It was a defiance, offered from sheer, youthful, wanton mischief.
The sisters looked at each other, their faces gravely troubled, aghast, as though they had glimpsed the end of civilized society, as though they felt that they had lived too long into an age of decadence and open shame. Constance’s face showed despair—she might have been about to be pitched into the gutter without a friend and without a shilling—but Sophia’s had the reckless courage that disaster breeds.
Sophia jumped up, and stepped to the door. “Maud,” she called out.
No answer.
“Maud, do you hear me?”
The suspense was fearful.
Still no answer.
Sophia glanced at Constance. “Either she shuts this door, or she leaves this house at once, even if I have to fetch a policeman!”

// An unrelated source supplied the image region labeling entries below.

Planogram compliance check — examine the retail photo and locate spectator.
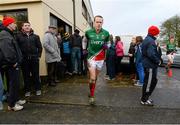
[106,35,116,80]
[61,33,72,75]
[43,25,61,86]
[17,22,42,97]
[128,37,137,79]
[0,72,4,110]
[115,36,124,76]
[134,36,144,86]
[71,29,82,75]
[141,26,161,106]
[0,17,26,111]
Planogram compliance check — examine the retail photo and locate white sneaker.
[16,100,26,105]
[8,104,23,111]
[36,90,41,96]
[0,102,3,110]
[25,92,31,97]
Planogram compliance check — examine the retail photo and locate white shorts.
[88,60,104,70]
[167,54,174,63]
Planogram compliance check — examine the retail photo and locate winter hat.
[2,17,15,27]
[148,26,160,36]
[64,33,70,38]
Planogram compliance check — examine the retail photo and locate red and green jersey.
[85,28,110,61]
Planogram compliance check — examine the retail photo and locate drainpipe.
[72,0,76,30]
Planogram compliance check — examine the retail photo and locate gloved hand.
[102,43,108,50]
[83,49,88,55]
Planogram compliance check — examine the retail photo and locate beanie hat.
[148,26,160,36]
[2,17,15,27]
[64,33,70,38]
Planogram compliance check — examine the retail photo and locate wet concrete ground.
[0,68,180,124]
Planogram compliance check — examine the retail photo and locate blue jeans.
[71,47,81,73]
[136,63,144,84]
[0,73,4,102]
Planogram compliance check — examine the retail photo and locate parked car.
[161,48,180,68]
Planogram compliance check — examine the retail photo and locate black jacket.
[142,35,160,69]
[0,26,22,66]
[17,31,42,58]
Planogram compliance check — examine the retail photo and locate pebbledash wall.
[0,0,94,76]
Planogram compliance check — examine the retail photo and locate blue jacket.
[142,35,160,69]
[135,44,142,65]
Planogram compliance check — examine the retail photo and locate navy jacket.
[141,35,160,69]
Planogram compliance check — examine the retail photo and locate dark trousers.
[141,68,158,102]
[71,47,81,73]
[48,62,57,84]
[22,59,41,92]
[106,56,116,79]
[7,67,19,107]
[129,57,136,74]
[63,53,72,72]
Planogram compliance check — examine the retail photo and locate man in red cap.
[141,26,161,106]
[0,17,25,111]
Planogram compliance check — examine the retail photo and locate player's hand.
[102,44,108,50]
[83,49,88,55]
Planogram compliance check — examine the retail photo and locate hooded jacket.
[0,26,22,66]
[43,31,61,63]
[70,33,82,48]
[141,35,160,69]
[17,31,42,59]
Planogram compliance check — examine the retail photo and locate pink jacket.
[116,41,124,56]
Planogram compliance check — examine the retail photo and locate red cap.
[2,17,15,27]
[148,26,160,36]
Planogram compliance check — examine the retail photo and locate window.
[50,13,72,36]
[0,9,28,30]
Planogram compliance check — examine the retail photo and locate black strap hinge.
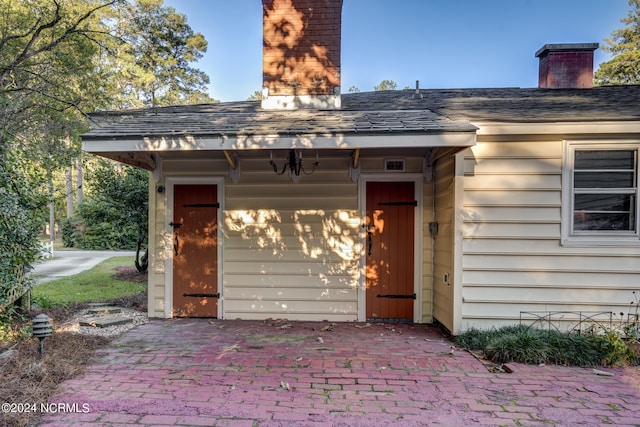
[182,293,220,298]
[182,203,220,208]
[377,294,416,299]
[378,200,418,206]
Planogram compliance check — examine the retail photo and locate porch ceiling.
[95,145,468,171]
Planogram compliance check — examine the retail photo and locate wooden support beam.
[353,148,360,169]
[224,150,238,170]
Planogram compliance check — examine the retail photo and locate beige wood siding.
[433,157,455,331]
[422,182,435,323]
[149,153,434,322]
[460,137,640,330]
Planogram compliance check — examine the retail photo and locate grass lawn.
[31,256,147,308]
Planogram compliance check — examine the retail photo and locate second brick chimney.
[536,43,598,89]
[262,0,342,109]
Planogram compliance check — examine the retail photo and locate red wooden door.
[171,185,219,317]
[365,182,417,321]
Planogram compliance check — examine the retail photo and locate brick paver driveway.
[42,319,640,427]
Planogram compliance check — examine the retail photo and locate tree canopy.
[0,0,212,308]
[107,0,213,109]
[373,80,398,91]
[594,0,640,85]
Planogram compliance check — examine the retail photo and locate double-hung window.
[563,143,640,244]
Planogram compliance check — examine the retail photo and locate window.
[563,143,640,246]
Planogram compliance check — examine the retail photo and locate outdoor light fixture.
[269,150,320,181]
[31,313,53,360]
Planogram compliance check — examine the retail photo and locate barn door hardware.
[378,200,418,206]
[377,294,416,299]
[182,293,220,298]
[362,224,373,256]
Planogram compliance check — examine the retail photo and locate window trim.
[561,140,640,246]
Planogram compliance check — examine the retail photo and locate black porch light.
[269,150,320,180]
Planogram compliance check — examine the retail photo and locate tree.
[594,0,640,85]
[247,90,262,101]
[373,80,398,91]
[0,0,117,306]
[102,0,214,109]
[63,159,149,272]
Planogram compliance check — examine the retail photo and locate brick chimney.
[262,0,342,109]
[536,43,599,89]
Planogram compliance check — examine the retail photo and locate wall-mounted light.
[269,150,320,181]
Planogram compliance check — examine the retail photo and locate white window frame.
[561,140,640,246]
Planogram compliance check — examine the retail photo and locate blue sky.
[165,0,630,101]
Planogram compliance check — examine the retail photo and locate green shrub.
[60,216,82,248]
[456,325,638,366]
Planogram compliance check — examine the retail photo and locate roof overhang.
[82,131,476,153]
[82,131,476,170]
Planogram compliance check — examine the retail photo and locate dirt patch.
[0,290,147,427]
[0,332,109,426]
[113,267,147,283]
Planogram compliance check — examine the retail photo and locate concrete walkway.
[42,319,640,427]
[31,250,136,284]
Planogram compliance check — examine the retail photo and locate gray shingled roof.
[83,86,640,140]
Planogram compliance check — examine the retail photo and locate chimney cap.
[536,43,600,57]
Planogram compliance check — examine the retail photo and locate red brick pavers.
[42,319,640,427]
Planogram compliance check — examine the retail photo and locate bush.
[60,216,82,248]
[456,325,638,366]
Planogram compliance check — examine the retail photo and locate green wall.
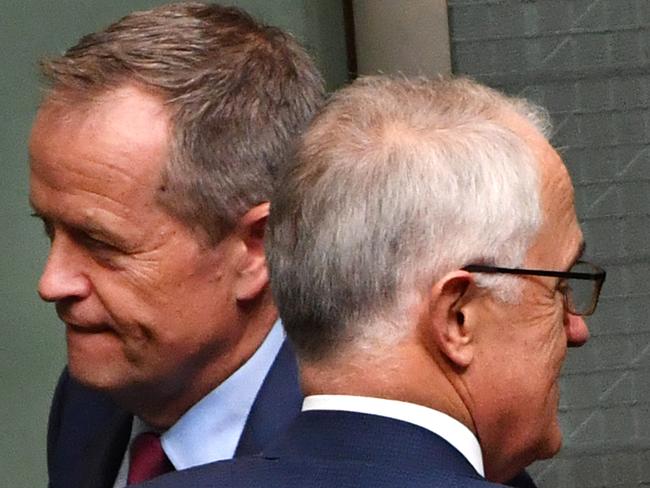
[0,0,346,488]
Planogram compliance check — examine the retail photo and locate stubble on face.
[30,86,247,420]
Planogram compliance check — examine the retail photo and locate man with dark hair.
[139,77,605,488]
[30,2,323,488]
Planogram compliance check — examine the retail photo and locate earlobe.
[234,202,269,301]
[429,271,474,368]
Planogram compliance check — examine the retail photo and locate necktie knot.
[127,432,174,484]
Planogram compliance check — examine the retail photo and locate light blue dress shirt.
[113,320,285,488]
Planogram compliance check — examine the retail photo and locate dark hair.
[41,2,323,243]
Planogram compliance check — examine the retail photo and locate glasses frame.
[462,261,607,316]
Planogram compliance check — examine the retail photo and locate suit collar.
[263,410,481,478]
[235,340,302,457]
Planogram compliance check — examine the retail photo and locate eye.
[79,232,118,251]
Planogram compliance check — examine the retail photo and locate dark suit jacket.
[47,342,302,488]
[47,343,535,488]
[141,411,503,488]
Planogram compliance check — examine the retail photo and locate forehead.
[29,86,170,223]
[29,86,169,194]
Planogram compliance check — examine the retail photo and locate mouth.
[65,321,113,334]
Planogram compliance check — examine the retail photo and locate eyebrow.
[569,240,587,267]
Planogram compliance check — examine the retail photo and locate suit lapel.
[263,410,483,479]
[235,341,302,457]
[80,411,133,488]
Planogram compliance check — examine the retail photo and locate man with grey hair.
[30,2,323,488]
[139,77,605,488]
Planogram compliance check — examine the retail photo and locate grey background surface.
[0,0,347,488]
[448,0,650,488]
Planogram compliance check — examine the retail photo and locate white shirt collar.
[114,320,285,488]
[302,395,485,476]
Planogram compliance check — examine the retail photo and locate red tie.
[127,432,174,485]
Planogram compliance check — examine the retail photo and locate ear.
[427,270,474,368]
[234,202,269,301]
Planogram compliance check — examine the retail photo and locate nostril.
[566,314,589,347]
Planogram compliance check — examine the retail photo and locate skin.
[29,85,276,428]
[455,116,589,481]
[301,112,589,482]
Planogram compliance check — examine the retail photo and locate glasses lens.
[567,262,598,315]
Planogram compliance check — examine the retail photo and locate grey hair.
[267,77,549,360]
[41,2,324,243]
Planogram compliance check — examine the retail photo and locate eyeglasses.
[463,261,607,316]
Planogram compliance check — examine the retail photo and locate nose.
[565,313,589,347]
[38,235,91,302]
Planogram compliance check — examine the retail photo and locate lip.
[65,321,113,334]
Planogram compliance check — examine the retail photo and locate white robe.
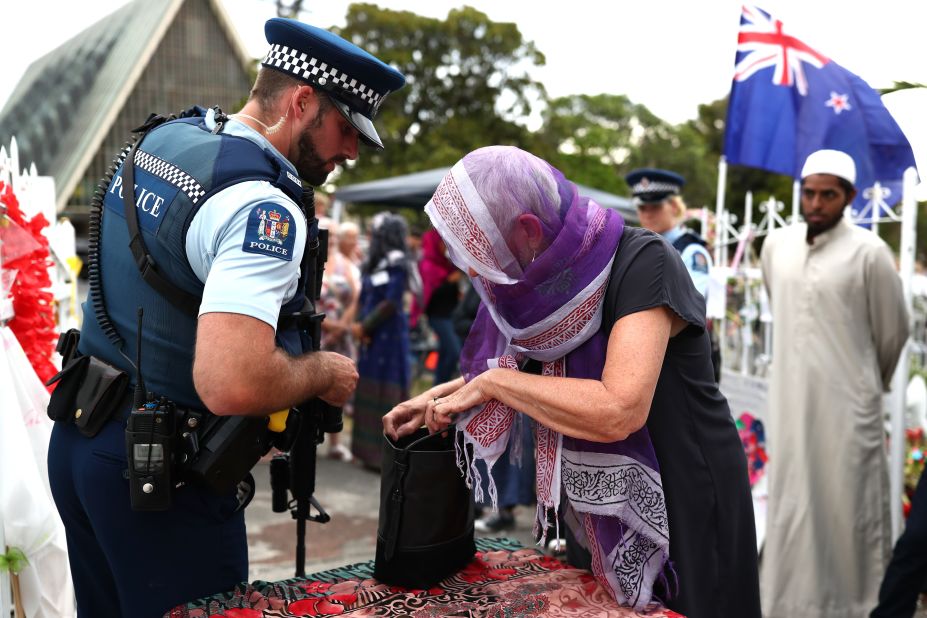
[760,221,908,618]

And Sophia disappeared down the kitchen steps. Constance trembled with painful excitement. The horror of existence closed in upon her. She could imagine nothing more appalling than the pass to which they had been brought by the modern change in the lower classes.
In the kitchen, Sophia, conscious that the moment held the future of at least the next three weeks, collected her forces.
“Maud,” she said, “did you not hear me call you?”
Maud looked up from a book—doubtless a wicked book.
“No, ma’am.”
“You liar!” thought Sophia. And she said: “I asked you to shut the parlour door, and I shall be obliged if you will do so.”
Now Maud would have given a week’s wages for the moral force to disobey Sophia. There was nothing to compel her to obey. She could have trampled on the fragile and weak Sophia. But something in Sophia’s gaze compelled her to obey. She flounced; she bridled; she mumbled; she unnecessarily disturbed the venerable Spot; but she obeyed. Sophia had risked all, and she had won something.
“And you should light the gas in the kitchen,” said Sophia magnificently, as Maud followed her up the steps. “Your young eyes may be very good now, but you are not going the way to preserve them. My sister and I have often told you that we do not grudge you gas.”
With stateliness she rejoined Constance, and sat down to the cold supper. And as Maud clicked the door to, the sisters breathed relief. They envisaged new tribulations, but for a brief instant there was surcease.
Yet they could not eat. Neither of them, when it came to the point, could swallow. The day had been too exciting, too distressing. They were at the end of their resources. And they did not hide from each other that they were at the end of their resources. The illness of Fossette, without anything else, had been more than enough to ruin their tranquillity. But the illness of Fossette was as nothing to the ingenious naughtiness of the servant. Maud had a sense of temporary defeat, and was planning fresh operations; but really it was Maud who had conquered. Poor old things, they were in such a ‘state’ that they could not eat!